Quelques expositions aussi :
Cartier-Bresson : pas mal, c’est intéressant de voir l’œuvre et ses
diverses facettes dans son déroulé chronologique, faisant découvrir certains
aspects moins connus que d’autres. Mais cependant on a déjà vu l’essentiel ici
ou là, à de multiples occasions. Plus médiatisé et reproduit que
Cartier-Bresson il n’y a pas ! Donc ce n’est pas le même choc qu’en découvrant par exemple il y a peu le formidable travail de Salgado, une œuvre
que je trouve bien plus puissante. Cela dit c’était aussi le plaisir d’un pot
sur la terrasse supérieure du centre Pompidou, soleil mais fraîcheur, ciel
mouvant et venteux, belle lumière sur les toits de Paris…

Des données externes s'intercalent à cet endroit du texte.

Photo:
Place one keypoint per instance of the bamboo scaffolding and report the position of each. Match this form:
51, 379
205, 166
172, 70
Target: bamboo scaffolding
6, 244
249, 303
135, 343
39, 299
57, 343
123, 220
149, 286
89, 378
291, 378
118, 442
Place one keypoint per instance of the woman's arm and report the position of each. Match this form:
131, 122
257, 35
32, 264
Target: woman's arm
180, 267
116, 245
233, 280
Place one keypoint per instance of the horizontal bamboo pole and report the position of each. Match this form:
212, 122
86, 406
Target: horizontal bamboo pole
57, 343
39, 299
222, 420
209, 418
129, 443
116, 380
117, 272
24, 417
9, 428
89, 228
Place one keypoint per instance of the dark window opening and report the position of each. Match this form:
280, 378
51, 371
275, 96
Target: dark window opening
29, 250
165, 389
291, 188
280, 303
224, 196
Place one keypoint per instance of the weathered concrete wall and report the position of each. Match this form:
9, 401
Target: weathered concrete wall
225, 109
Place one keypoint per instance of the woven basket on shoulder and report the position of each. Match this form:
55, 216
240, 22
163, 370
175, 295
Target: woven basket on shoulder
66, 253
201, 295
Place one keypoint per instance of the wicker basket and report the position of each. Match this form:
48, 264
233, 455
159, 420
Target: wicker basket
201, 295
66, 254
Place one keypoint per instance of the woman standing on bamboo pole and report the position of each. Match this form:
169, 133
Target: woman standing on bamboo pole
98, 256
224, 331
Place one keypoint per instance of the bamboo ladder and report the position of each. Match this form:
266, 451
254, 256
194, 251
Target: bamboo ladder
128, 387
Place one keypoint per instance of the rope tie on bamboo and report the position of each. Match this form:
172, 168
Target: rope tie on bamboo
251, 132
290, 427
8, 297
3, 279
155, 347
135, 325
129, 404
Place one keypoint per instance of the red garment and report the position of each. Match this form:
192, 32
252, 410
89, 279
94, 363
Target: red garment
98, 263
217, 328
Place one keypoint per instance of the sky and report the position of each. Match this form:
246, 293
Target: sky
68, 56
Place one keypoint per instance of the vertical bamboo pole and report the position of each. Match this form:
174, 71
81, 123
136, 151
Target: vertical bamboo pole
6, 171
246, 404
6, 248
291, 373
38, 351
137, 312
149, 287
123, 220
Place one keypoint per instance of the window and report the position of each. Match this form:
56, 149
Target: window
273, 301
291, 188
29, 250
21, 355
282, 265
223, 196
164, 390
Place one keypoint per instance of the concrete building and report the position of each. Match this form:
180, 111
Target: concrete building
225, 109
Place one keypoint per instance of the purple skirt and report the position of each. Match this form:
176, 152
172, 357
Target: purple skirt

Au Musée d’Orsay, très belle
expo Van Gogh-Artaud, beaux échanges entre toiles et textes hallucinés. Mais
surtout plaisir de découvrir pas mal de tableaux de Van Gogh que je n’avais
jamais vu même en reproduction, certains très beaux, quelle puissance de
lumière et de mouvement. On a fait un tour ensuite dans l’exposition Gustave Doré.
Bon, il a d’excellentes qualités d’illustrateur mais tout ça paraît, en
comparaison, bien plat, bien terne, très daté, même les compositions les plus
échevelées. Les grandes toiles en particulier ne passent plus du tout. Évidemment
comparer n’a aucun sens mais, à voir les deux expos l’une derrière l’autre, on
s’y trouve immanquablement conduit.
Cela dit mon séjour parisien
était également largement consacré à l’APA avec moult activités internes puis
aussi une table-ronde publique dont j’ai assuré la présentation et qui portait sur
un thème qui ne peut que chatouiller notre intérêt, à nous blogueurs, celui d’Ego
numericus.
Je ne vais pas faire un
compte-rendu de contenu, il y a aura un sur le site de l’APA d’ici ce week-end,
rédigée par l’amie Elizabeth, blogueuse de longue date elle aussi.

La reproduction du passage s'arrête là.